Dahlgren brought up scapegoating, that it was how Hitler convinced Germans to blame Jews for their troubles, and that now President Trump is targeting Muslims, refugees and immigrants in a similar fashion.
Trump’s designs to “make America great again” are an effort to create a form of American exceptionalism and nationalistic rule, according to Dahlgren, who pointed out that Hitler’s totalitarian government—born after the Reichstag fire—was supported by the corporate state in Germany.
Similarly, Dahlgren notes, the Trump administration is doing what the corporate state would like to see them do. This includes increased funding for the military, and gutting regulations by defunding government agencies like the Environmental Protection Agency.

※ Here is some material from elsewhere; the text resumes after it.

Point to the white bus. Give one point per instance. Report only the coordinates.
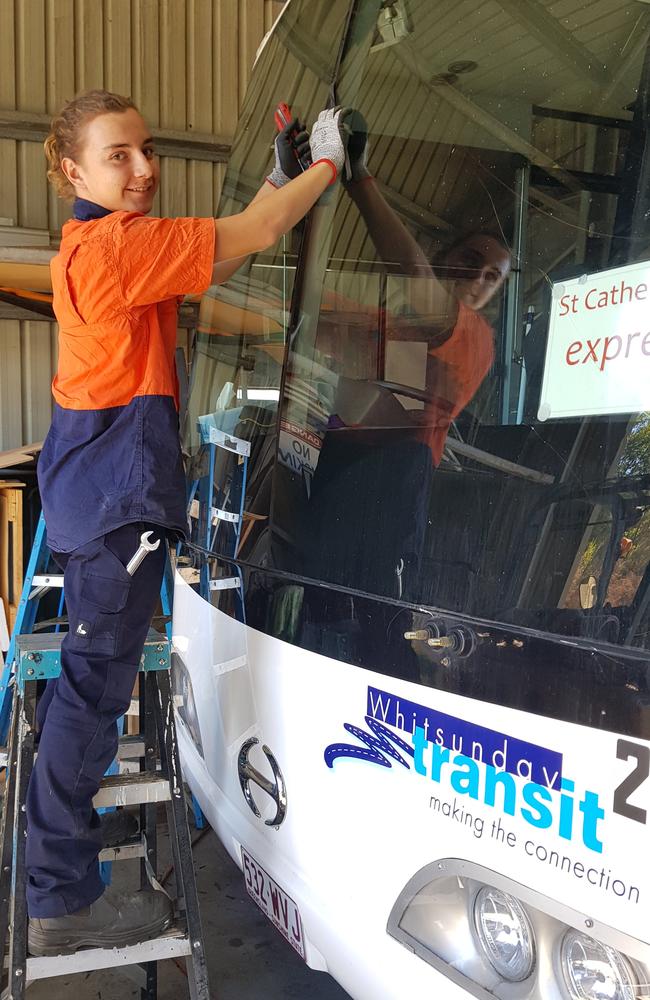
(411, 625)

Redmonde said that in a fascist government, “violence is whipped up and then unleashed against demonized groups” and the ability of people to resist is “obliterated with democratic rights essentially eliminated.”
Gerald Smith, a former Black Panther and organizer for the Oscar Grant Committee Against Police Brutality and the Labor Committee to Free Mumia, disagreed with other speakers in thinking that fascism has come to the United States.
Smith discussed Benito Mussolini’s fascist rule over Italy from 1922 to 1943. He said right before Mussolini came to power, it became pretty clear that the bourgeoisie couldn’t control society and the mass uprisings of labor organizations had to be stopped. In contrast, “the working class [today] is not even in motion, let alone rebellion,” Smith said.
Steve Martinot, an author and human rights activist, argued that it’s possible to say the United States has always been fascist, according to his definition of fascism as, “a society with an organized mode of administrative violence that is designed to suppress pro-democracy, progressive movements, and socialist movements.”
Martinot discussed how white supremacy was born in the Virginia colony in the 17th Century. From the evolution of a structure of slavery, “there emerged a white racialized identity as a cultural identity.” Martinot argued that as this identity developed throughout history, white people demanded allegiance from each other in the same way the Nazis did in the 1930s.
He explained that today, we see this white racialized identity materialize in the form of “a police department that shoots people down in the street by the thousands.” Martinot said the police use racial profiling to direct their focus, which was legitimized by the Supreme Court in Terry v. Ohio, a 1968 decision that allows law enforcement to search anyone they deem to be suspicious.
“Seventy percent of all the people in prison are there for victimless crimes,” Martinot said. “They are not violent people. That prison system itself becomes the hard material fact of what fascism in the U.S. is all about.”
Despite these challenges, Stephen Zunes, a professor of politics and international studies and global peace and conflict studies at USF, remains hopeful, especially in light of the resistance that has already emerged since the election.
Zunes cited in particular the Women’s March earlier this year, which brought 3.1 million people together throughout the United States to protest Trump.
“This was the largest single mobilization in U.S. history—topping the height of May Day marches in the early ‘30s, Moratorium Day in 1969 against the Vietnam War, and the protests against the Iraq War in San Francisco in 2003,” said Zunes.
Zunes also drew comparison to a number of oppressive leaders including Ferdinand Marcos in the Philippines, Suharto in Indonesia, and Louis Weichardt in South Africa. He pointed out that these countries were far less developed than the United States, had regimes that were far more oppressive, and lacked an alternative media to report the atrocities.
“Many of these regimes had the backing of the United States and other foreign governments,” said Zunes. Yet these movements were still able to mobilize and bring these governments down.”